Gérard Dellac, lui, est resté 24 heures sous la douche. « Quand je sortais, je bloquais le compteur Geiger. » Depuis, il a des problèmes de dermatose et a subi neuf opérations au visage. A l'époque, un officier lui avait demandé de planter un drapeau français au point zéro d'impact de la première bombe atomique française. C'était le 13 février 1960. Michel Verger, appelé affecté à la poste militaire de Reggane, s'en souvient. Ce jour-là, l'armée lui avait remis un dosimètre, censé mesurer le niveau de contamination au moment de l'explosion. On ne le lui a jamais réclamé.

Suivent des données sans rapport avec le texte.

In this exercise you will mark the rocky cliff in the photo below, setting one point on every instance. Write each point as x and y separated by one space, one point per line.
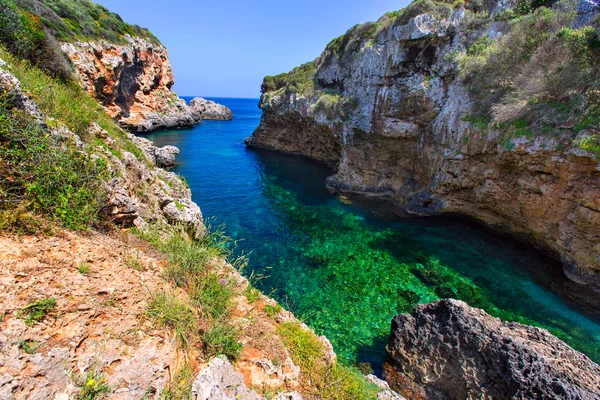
123 66
463 108
457 352
133 82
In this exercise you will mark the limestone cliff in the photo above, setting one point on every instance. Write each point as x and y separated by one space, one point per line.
133 82
457 352
444 109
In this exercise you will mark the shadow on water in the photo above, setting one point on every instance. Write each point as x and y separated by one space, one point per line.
347 269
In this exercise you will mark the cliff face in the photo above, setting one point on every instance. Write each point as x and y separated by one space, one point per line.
402 110
133 82
457 352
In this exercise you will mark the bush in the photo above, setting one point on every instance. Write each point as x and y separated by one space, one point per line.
210 292
23 34
542 72
171 312
92 387
36 312
324 380
47 174
222 339
70 20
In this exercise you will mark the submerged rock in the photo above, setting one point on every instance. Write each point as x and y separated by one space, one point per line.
453 351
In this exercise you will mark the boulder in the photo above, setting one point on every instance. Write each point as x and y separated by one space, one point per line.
453 351
218 381
207 109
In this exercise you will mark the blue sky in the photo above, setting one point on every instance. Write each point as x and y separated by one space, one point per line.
223 48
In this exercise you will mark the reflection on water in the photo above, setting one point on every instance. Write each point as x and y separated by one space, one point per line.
345 271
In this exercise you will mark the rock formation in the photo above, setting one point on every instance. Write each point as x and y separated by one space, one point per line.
166 199
133 82
208 109
386 105
457 352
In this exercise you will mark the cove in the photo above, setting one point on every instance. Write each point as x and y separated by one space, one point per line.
347 269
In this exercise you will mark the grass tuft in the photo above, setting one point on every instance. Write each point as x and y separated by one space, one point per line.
37 311
326 380
173 313
92 387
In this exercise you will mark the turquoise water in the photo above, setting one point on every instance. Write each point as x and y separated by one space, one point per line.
348 269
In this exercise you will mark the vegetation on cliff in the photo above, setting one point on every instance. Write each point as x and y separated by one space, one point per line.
58 151
541 78
30 30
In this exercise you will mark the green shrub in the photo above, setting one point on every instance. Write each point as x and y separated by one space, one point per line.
92 387
252 294
180 387
543 73
222 339
210 291
29 346
50 177
23 34
212 294
325 380
84 268
171 312
37 311
71 20
272 311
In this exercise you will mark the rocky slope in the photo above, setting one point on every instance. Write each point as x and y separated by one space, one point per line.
99 327
454 351
133 81
410 109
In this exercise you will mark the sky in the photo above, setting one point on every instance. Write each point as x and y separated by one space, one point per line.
224 48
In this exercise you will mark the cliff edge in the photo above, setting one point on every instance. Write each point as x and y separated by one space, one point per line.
485 109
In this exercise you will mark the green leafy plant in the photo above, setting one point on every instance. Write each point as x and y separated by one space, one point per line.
84 268
222 339
180 387
29 346
272 311
37 311
134 262
92 387
173 313
326 379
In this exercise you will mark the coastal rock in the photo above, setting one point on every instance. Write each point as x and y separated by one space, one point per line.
394 118
207 109
139 191
162 157
458 352
133 82
219 381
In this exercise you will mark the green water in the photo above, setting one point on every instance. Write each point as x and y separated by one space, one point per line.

Quarante ans plus tard, les vétérans des essais nucléaires du Pacifique et du Sahara s'interrogent. Ils sont anciens appelés du contingent, militaires de carrière, personnels civils du Commissariat à l'énergie atomique. Leurs bilans de santé sont inquiétants : cancers, cécité, acouphène, dermatose, hypertension, paralysie faciale... Depuis juin, 250 d'entre eux se sont regroupés au sein d'une association implantée à Lyon. Une antenne régionale a été créée à Angers, en septembre (1). Elle regroupe une cinquantaine de personnes du Grand Ouest et s'est réunie ce week-end dans le Maine-et-Loire.
Reçus au Sénat
Les adhérents réclament la réouverture des dossiers médicaux, et dénoncent l'irresponsabilité de l'armée. De cette époque, Michel Verger a conservé quelques documents militaires internes qui montrent combien les risques encourus avaient été sous-évalués. Dans une note officielle, datée du 6 février 1960, l'armée prévoit la distribution d'une paire de lunettes pour quarante personnes. « Des officiers ont fait venir leur famille pour assister au spectacle. On nous conseillait juste de mettre nos mains dans nos poches et de nous protéger la tête avec un chèche. »
De1960 à 1996, 100 000 personnes auraient été exposées dans le Sahara ou dans le Pacifique. L'armée a reconnu officiellement neuf irradiations. Ceux qui ont voulu attaquer en justice l'armée ou le Commissariat à l'énergie atomique ont été déboutés : la plainte devait intervenir dans les 30 jours suivant la « quille ». Trois demandes de commission d'enquête ont été rejetées par la commission de la Défense nationale.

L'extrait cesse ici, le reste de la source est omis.